Une Banque d’Angleterre qui était intervenue en urgence pour limiter l’envolée des taux d’intérêt à la suite des annonces gouvernementales; une Banque de réserve d’Australie qui a remonté ses taux moins qu’attendu et des chiffres macroéconomiques américains inférieurs aux attentes, avec une forte baisse des postes ouverts non pourvus au mois d’août: ce cocktail a provoqué la hausse violente des marchés actions en début de semaine dernière.

Par Enguerrand Artaz, Fund Manger et Olivier de Berranger, CIO

 

Enguerrand Artaz - LFDE
Enguerrand Artaz, Fund Manager

Si ceux-ci avaient atteint des niveaux extrêmes de pessimisme, propices à ce type de rebond technique, cette salve d’actualités a surtout réveillé l’espoir auquel les investisseurs tentent de s’accrocher: celui d’un pivot des banques centrales, autrement dit la fin prochaine des politiques de resserrement monétaire. Rapidement, les marchés ont d’ailleurs à nouveau anticipé une baisse des taux, lors du premier semestre 2023.

Une fois de plus, cet espoir était exagéré et, une fois de plus, il a rapidement été douché. Par les chiffres macroéconomiques, d’une part, notamment un rapport sur l’emploi américain toujours très solide pour le mois de septembre. Mais aussi et surtout par les discours des banquiers centraux, en particulier américains, qui ont de nouveau martelé un discours très offensif. Loretta Mester et Mary Daly, respectivement gouverneur de la Fed de Cleveland et de la Fed de San Francisco, ont ainsi indiqué n’anticiper aucune baisse des taux directeurs en 2023. Elles n’ont pourtant rien dit de très nouveau, mais cela a suffi pour mettre un coup d’arrêt au rebond des marchés, car, au fond, celui-ci reposait sur la difficulté des investisseurs d’admettre que les banques centrales ne soient plus l’inébranlable soutien qu’elles furent ces dernières années.

Olivier de Berranger
Olivier de Berranger, CIO

Bien sûr, il y a des craintes de court terme. Tant que les banques centrales garderont le pied sur l’accélérateur du resserrement monétaire, les perspectives sur les marchés d’actifs risqués peuvent difficilement être optimistes, d’autant moins que le risque de voir la politique monétaire générer une récession marquée est de plus en plus prégnant.
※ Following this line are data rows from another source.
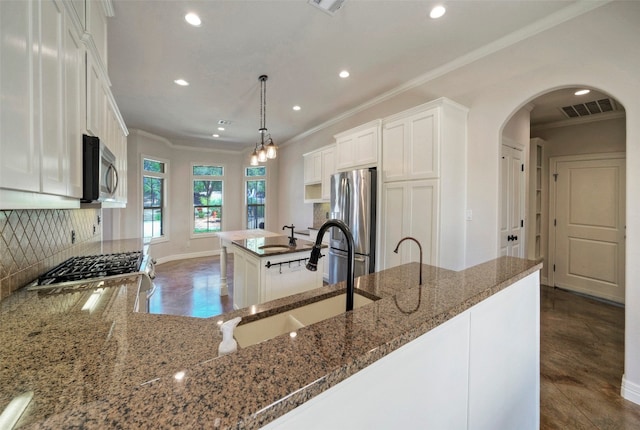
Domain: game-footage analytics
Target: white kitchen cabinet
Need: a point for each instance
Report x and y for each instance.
(328, 169)
(254, 282)
(423, 142)
(312, 167)
(424, 184)
(410, 209)
(75, 109)
(96, 22)
(319, 165)
(19, 144)
(43, 87)
(96, 98)
(358, 147)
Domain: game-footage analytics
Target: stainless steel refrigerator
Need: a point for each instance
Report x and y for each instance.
(353, 201)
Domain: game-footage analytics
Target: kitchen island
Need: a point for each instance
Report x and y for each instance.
(269, 268)
(115, 368)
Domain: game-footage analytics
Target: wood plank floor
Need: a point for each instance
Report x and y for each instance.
(581, 344)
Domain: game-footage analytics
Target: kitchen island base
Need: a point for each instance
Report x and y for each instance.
(479, 370)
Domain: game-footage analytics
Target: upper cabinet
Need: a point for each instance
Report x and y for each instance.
(50, 69)
(319, 165)
(424, 184)
(413, 140)
(358, 147)
(42, 115)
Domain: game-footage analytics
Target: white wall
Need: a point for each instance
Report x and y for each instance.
(179, 244)
(498, 85)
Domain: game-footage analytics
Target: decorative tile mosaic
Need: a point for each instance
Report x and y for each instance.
(34, 241)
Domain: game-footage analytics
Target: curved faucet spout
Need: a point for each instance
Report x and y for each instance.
(292, 239)
(419, 246)
(315, 255)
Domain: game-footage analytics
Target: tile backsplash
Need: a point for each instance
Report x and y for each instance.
(34, 241)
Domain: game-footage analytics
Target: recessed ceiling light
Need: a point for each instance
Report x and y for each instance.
(193, 19)
(437, 12)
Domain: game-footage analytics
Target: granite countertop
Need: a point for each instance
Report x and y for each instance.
(273, 245)
(113, 368)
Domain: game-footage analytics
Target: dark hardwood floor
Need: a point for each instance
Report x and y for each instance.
(581, 344)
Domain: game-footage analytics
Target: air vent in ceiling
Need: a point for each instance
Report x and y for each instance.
(327, 6)
(589, 108)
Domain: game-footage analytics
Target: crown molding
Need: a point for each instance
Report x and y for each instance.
(553, 20)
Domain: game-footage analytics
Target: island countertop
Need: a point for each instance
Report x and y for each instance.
(273, 245)
(114, 368)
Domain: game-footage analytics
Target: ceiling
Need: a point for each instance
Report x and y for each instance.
(383, 44)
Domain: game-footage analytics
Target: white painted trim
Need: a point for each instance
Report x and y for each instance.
(13, 199)
(176, 257)
(555, 19)
(630, 390)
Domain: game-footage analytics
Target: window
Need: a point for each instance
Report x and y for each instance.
(207, 199)
(255, 196)
(154, 174)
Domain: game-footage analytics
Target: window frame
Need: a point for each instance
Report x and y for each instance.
(164, 237)
(245, 204)
(193, 178)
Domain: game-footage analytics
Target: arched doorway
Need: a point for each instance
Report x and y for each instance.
(577, 172)
(575, 194)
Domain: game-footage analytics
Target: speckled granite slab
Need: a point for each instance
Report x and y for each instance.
(113, 368)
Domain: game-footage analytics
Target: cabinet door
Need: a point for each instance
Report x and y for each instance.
(96, 99)
(357, 149)
(345, 152)
(394, 219)
(366, 147)
(313, 168)
(410, 147)
(410, 209)
(51, 55)
(20, 160)
(423, 222)
(75, 96)
(328, 169)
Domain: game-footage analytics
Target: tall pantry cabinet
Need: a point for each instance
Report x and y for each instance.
(423, 174)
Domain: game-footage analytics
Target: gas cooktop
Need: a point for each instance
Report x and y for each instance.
(93, 267)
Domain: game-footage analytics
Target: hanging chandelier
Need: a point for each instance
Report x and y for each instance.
(263, 151)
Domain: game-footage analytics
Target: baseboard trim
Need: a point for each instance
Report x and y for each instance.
(175, 257)
(630, 391)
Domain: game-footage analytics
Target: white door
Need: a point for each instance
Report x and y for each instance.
(512, 184)
(589, 232)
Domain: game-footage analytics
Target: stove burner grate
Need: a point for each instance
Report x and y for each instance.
(93, 266)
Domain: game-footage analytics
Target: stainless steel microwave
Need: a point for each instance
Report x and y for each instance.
(99, 173)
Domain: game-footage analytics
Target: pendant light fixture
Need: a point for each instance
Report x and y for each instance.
(269, 151)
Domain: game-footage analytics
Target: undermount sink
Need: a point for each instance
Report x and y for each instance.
(275, 247)
(292, 319)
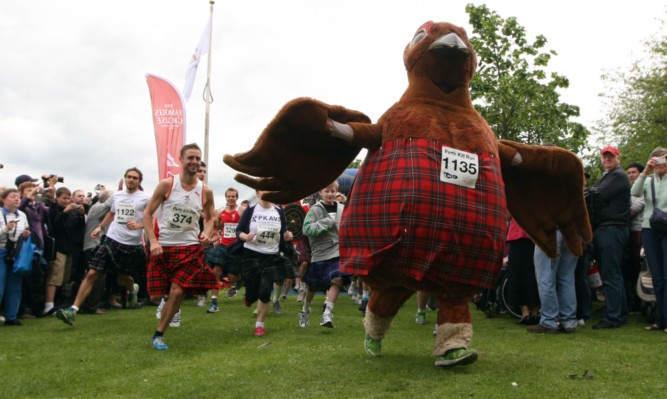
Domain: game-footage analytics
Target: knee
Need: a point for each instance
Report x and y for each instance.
(176, 291)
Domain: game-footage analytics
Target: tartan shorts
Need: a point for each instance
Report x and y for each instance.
(111, 256)
(319, 274)
(260, 271)
(400, 212)
(220, 256)
(182, 265)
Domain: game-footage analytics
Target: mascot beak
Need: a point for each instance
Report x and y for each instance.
(449, 44)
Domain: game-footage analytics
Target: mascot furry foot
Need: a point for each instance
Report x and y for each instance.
(428, 210)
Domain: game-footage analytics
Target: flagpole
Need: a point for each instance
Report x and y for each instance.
(208, 97)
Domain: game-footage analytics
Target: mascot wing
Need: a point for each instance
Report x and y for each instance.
(294, 156)
(544, 187)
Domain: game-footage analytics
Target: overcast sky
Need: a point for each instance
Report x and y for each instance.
(74, 99)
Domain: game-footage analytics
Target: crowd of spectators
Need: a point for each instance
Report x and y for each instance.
(553, 295)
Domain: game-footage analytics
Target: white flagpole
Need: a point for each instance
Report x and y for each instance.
(208, 97)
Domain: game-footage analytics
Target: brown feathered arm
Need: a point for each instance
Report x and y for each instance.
(295, 156)
(545, 191)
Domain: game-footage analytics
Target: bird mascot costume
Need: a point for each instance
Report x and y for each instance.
(429, 207)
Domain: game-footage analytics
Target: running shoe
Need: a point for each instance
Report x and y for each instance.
(158, 343)
(68, 316)
(158, 312)
(453, 357)
(132, 297)
(327, 320)
(373, 346)
(432, 303)
(420, 317)
(304, 319)
(176, 320)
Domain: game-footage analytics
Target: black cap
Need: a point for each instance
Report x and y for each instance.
(23, 179)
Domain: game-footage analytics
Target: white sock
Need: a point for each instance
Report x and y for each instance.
(277, 288)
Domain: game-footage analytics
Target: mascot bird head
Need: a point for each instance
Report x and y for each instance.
(439, 59)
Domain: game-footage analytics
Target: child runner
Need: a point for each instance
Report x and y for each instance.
(321, 226)
(220, 261)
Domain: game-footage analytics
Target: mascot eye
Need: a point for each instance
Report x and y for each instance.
(420, 35)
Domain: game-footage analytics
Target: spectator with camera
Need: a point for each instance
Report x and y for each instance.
(78, 262)
(654, 189)
(66, 220)
(13, 224)
(611, 236)
(631, 264)
(37, 214)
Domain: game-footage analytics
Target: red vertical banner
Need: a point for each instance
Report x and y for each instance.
(169, 123)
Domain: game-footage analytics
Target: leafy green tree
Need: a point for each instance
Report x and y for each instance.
(511, 89)
(636, 119)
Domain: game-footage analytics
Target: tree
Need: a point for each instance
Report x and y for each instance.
(511, 90)
(637, 105)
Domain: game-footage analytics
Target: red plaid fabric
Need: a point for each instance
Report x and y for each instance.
(401, 212)
(181, 265)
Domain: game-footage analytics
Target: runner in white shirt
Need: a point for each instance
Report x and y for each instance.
(121, 250)
(175, 266)
(262, 236)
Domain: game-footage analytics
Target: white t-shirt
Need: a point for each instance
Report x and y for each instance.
(127, 207)
(266, 223)
(178, 216)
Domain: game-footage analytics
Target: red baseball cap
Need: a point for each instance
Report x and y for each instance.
(610, 149)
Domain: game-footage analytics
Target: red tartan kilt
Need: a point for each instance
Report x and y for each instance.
(400, 212)
(182, 265)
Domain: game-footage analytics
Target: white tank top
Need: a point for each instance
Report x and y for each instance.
(178, 216)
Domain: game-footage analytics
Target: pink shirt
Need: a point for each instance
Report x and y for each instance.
(515, 232)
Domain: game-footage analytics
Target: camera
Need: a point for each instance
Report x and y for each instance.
(60, 178)
(46, 179)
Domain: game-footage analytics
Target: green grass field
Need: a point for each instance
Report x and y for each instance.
(217, 356)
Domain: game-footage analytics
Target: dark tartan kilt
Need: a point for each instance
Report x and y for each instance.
(303, 249)
(319, 274)
(112, 256)
(182, 265)
(220, 256)
(400, 212)
(270, 267)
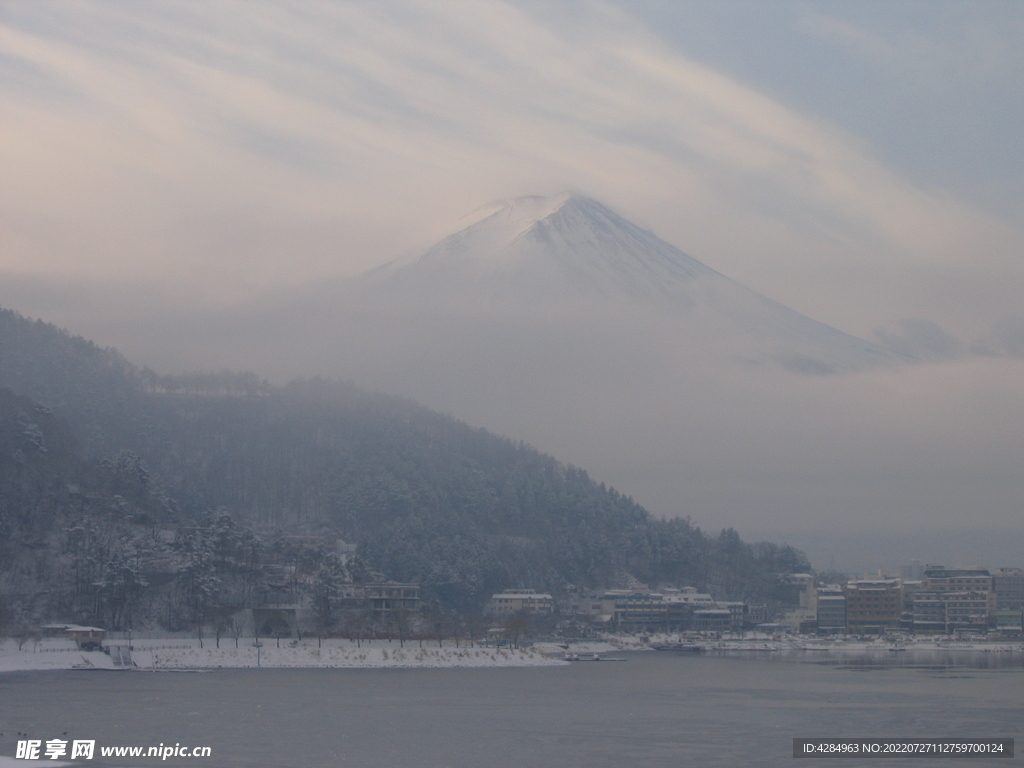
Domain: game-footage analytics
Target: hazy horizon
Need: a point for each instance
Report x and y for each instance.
(194, 185)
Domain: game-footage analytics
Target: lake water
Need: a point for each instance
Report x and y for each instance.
(654, 710)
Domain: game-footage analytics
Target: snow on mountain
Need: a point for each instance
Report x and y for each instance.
(568, 256)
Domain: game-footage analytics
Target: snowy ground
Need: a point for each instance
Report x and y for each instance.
(179, 654)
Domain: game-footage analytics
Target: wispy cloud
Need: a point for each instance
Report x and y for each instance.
(147, 139)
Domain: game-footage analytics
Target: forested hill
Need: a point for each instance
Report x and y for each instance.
(426, 498)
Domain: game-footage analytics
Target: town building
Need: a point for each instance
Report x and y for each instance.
(1008, 584)
(872, 605)
(87, 638)
(513, 601)
(830, 610)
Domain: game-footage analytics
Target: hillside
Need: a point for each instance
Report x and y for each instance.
(425, 498)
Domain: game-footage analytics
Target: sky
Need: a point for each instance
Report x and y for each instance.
(167, 167)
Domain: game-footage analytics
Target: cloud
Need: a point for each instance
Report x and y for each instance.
(150, 141)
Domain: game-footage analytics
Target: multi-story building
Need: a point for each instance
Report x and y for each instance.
(513, 601)
(939, 579)
(968, 610)
(832, 609)
(872, 605)
(929, 612)
(1008, 584)
(712, 620)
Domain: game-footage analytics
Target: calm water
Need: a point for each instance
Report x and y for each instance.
(655, 710)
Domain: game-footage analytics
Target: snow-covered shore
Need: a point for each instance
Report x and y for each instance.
(177, 654)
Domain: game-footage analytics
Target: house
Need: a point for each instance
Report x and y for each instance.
(512, 601)
(87, 638)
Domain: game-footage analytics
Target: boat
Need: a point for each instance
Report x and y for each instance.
(680, 647)
(595, 657)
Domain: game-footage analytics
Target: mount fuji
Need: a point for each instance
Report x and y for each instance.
(568, 259)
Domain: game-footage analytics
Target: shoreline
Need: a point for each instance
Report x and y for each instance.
(177, 655)
(170, 654)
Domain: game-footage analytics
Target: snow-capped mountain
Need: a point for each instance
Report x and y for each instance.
(568, 256)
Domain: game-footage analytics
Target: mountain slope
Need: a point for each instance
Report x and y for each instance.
(426, 498)
(568, 256)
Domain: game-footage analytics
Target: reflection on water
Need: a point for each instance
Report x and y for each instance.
(655, 710)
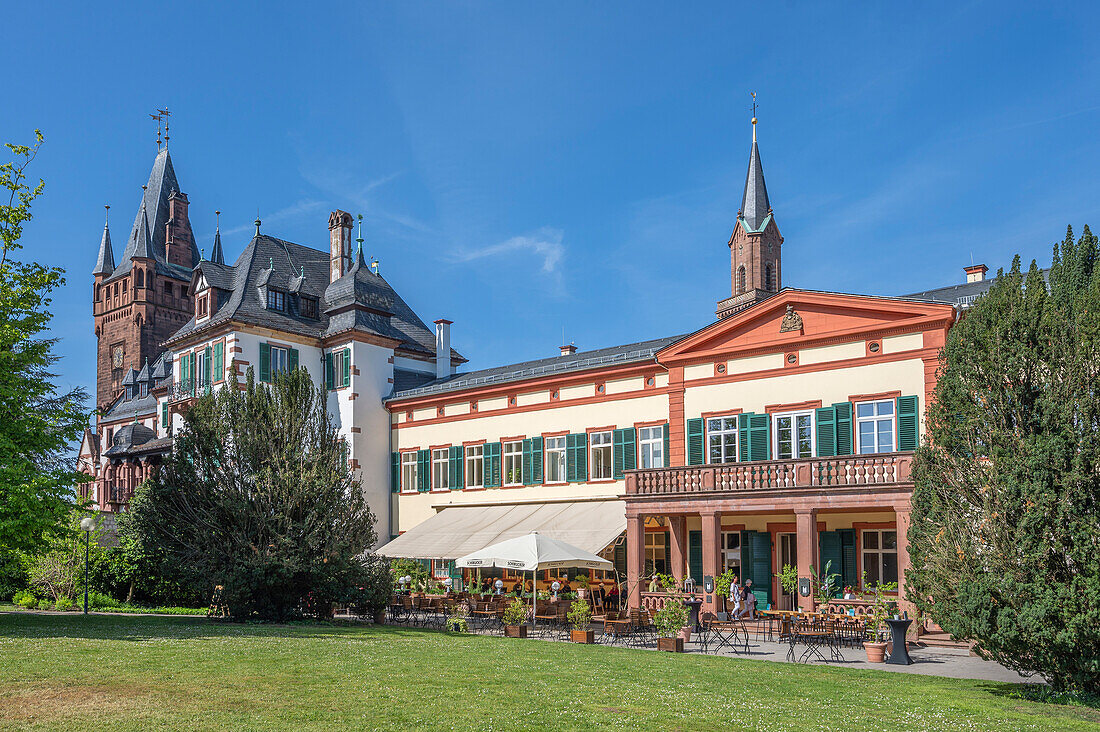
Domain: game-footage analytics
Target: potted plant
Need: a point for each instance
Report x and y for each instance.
(515, 619)
(880, 610)
(670, 621)
(580, 618)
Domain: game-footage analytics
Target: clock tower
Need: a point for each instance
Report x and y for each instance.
(140, 302)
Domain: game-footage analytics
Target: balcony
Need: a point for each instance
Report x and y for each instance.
(883, 470)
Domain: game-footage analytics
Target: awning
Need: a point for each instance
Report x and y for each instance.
(458, 531)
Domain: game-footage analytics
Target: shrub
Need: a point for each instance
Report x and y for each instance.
(515, 613)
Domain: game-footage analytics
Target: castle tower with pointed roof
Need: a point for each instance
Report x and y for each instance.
(140, 302)
(756, 244)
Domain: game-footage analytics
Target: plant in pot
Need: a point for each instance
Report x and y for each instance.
(515, 619)
(580, 618)
(670, 622)
(881, 609)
Mais cela témoigne surtout d’un changement de paradigme que les investisseurs ont encore du mal à accepter. Il faut dire que pendant plus de 10 ans – à part un hiatus entre 2017 et 2018 – l’abondance de liquidités et des taux très bas ont entraîné l’inflation des prix de actifs. Autrement dit, cela a permis une hausse, des marchés actions notamment, fortement alimentée par l’expansion des multiples de valorisation, bien au-delà de la seule croissance des bénéfices. Entre 2010 et 2021 par exemple, le ratio prix/bénéfices de l’indice phare du marché américain, le S&P 500, a doublé. Dans un contexte futur de taux d’intérêts nominaux nettement plus élevés, de taux réels positifs et de diminution progressive de la masse monétaire, ce phénomène aura bien du mal à se reproduire.

Au-delà d’une situation douloureuse à court terme, qui pourrait s’accentuer ces prochains mois, ce changement d’environnement est-il vraiment négatif? Pas vraiment pour les investisseurs fondamentaux. Voir les marchés évoluer au gré de la conjoncture économique et des dynamiques des entreprises et moins sous l’impulsion de subvention monétaire constitue un contexte d’investissement nettement plus sain. Cela limitera de plus les excès de valorisation, propices aux mouvements exagérés à la hausse comme à la baisse, ainsi qu’aux déconvenues frustrantes. Enfin, cela redonnera de l’attrait aux actifs obligataires et, par ricochet, à la diversification des classes d’actifs au sein des portefeuilles modérément risqués, qui ont longtemps souffert du manque de moteurs de rendement alternatifs aux actions. En somme, si le remède peut laisser un goût amer à court terme, sans doute le jeu en vaut-il la chandelle.